Spring Air Rifle Dieseling

brewman

New member
First up sorry for the long post.

The other weekend a friend and I went to punch some paper with our rimfires and I thought I would take my Remington Genesis air rifle with me.

I had not ever lubed the piston and though I would use a small squirt of silicon lube sprayed into the chamber, gave it a quick squirt, broke the barrel to operate the piston and distribute the silicone 5 or 6 times. I then left the rifle standing vertical for about an hour with the barrel standing on a rag to let any excess run out.

Off to our shooting spot. Set up our rests etc and my chronograph. After a few rounds through the rimfire I thought I would have a go with my air rifle.

Well first shot gave a hell of a muzzle report and the sonic crack of the pellet down range sounded like a high velocity rimfire, looked to the Chrony and I was gob smacked to see 1510 fps, what the hell, next shot 1480 fps. Now normally the Genesis is good for between 850 to 950 fps. Then it dawned on me “Dieseling”. After about 4 or 5 shots it was back to normal velocities.

I have heard of spring air rifle dieseling when the piston is lubed with mineral oil and because of this most information recommends high flash point silicon oil is to be used for piston lube, I did not think dieseling would have this much effect though.

I used to have an old springer years ago and would put oil down the chamber now and then to lube the piston it would smoke for a few shots after but never gave anything close to what the Genesis did with silicone spray.

Since the weekend I have searched a bit and apparently some people deliberately put flammable material eg diesel, lighter fluid etc in the skirt of their pellets to intentionally cause dieseling and high velocities.
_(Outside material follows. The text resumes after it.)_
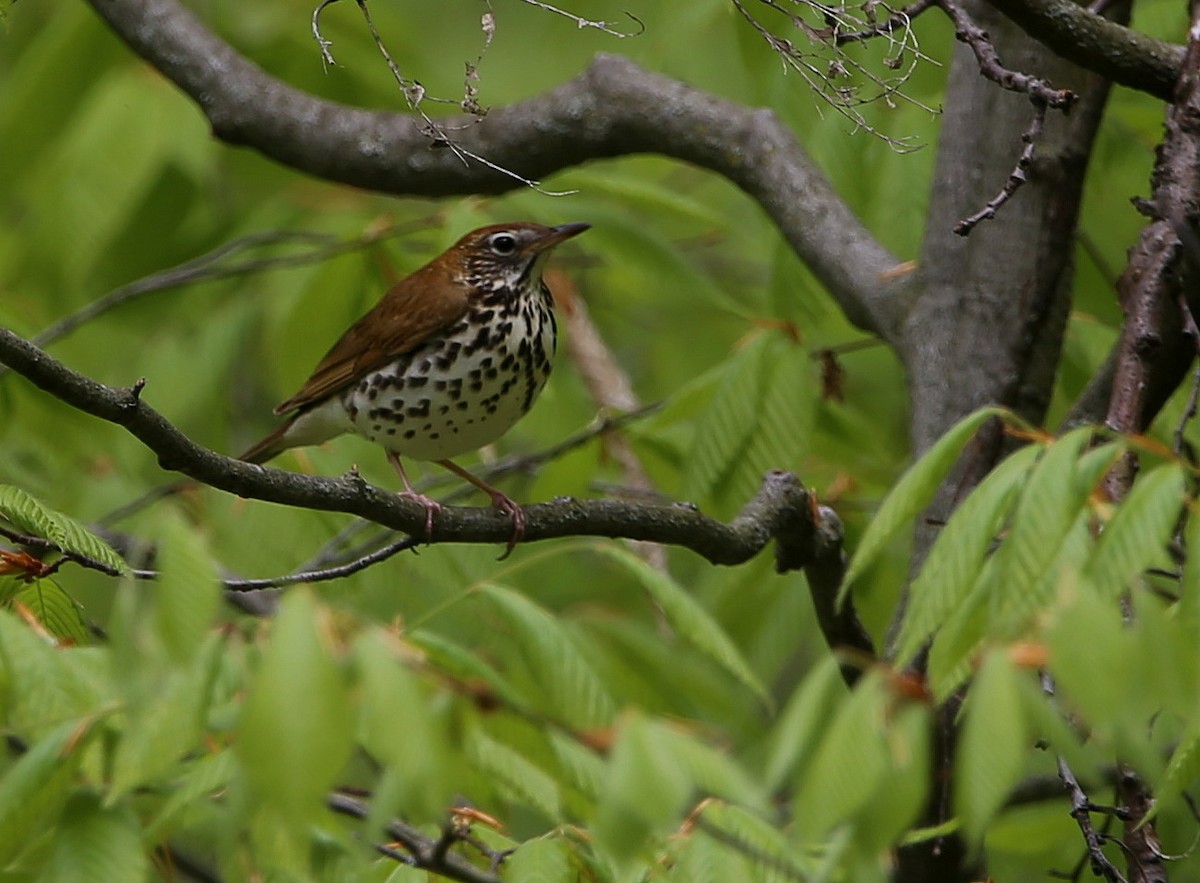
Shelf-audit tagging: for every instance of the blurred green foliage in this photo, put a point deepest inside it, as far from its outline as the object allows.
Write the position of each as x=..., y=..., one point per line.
x=585, y=701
Has anyone experimented with this?
I know it has been discussed briefly before so sorry for any overlap.
http://thefiringline.com/forums/showthread.php?t=417875&highlight=dieseling

Sounds like a recipe for disaster to me like broken main springs or even blown chambers, but sounds quite interesting too…..
 
It's a bad practice. Since the advent of synthetic piston seals the need to put anything in the compression chamber has all but disappeared.

Find a good pellet it likes and sight it in. And practice.
 
Putting fuel in the skirt may give you higher velocity but it won't be consistent. You won't know when you pull the trigger if you're launching the pellet at 900 or 1500 fps and at 900 the pellet is heavier by the weight of the fuel.
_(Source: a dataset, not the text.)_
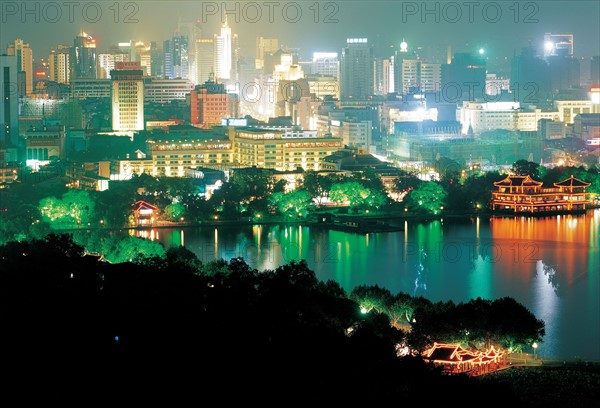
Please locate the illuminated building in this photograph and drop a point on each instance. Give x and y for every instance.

This inconsistency, along with the potential damage to the gun would keep me from trying it.
 
Sounds like a recipe for disaster to me like broken main springs or even blown chambers

Basically. The seals and piston can be damaged too.

Yes, accuracy is also likely to be terrible.
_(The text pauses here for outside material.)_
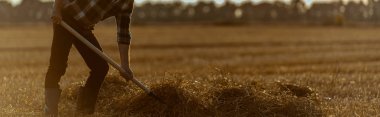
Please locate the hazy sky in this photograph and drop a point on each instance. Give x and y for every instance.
(218, 1)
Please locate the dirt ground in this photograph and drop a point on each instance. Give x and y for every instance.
(340, 64)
Another issue that airgun pellets weren't designed for this. There might actually be enough umph to blow the head off the skirt. This may result in a bore obstruction, and maybe a ringed barrel if you fire again afterward.

Has anyone experimented with this?

Yep. The Weihrauch Barakuda EL54, a German air rifle, had a mechanism for injecting ether into the compression chamber. Round balls were recommended since it blew pellets apart. It burned through seals like crazy and the difficulty in obtaining ether made it rather unpopular.

Daisy also released a tremendously interesting "airgun", the VL. It was a conventional spring piston air rifle, except the pellet had a charge of gunpowder ignited by the heat of compression. It had performance comparable to a .22 lr.
 
I've experienced some dieseling in my Chinese B21/22 (copy of RWS 48). It comes with lube all over the place, and some gets into the chamber. Diesling tapers off with successive shots. I've never damaged any of the seals. I doubt very seriously that you could damage the piston or other metal parts on this gun - its built like a tank and the metal parts are more comparable to what you might find on an open-bolt Sten, rather than a Ruger Mark II.

I'm sure if you are putting fuel in the chamber to make it diesel, you will eventually destroy the seals. Seals are cheap and fairly easy to replace for me on my B21/22, so I really don't worry about this.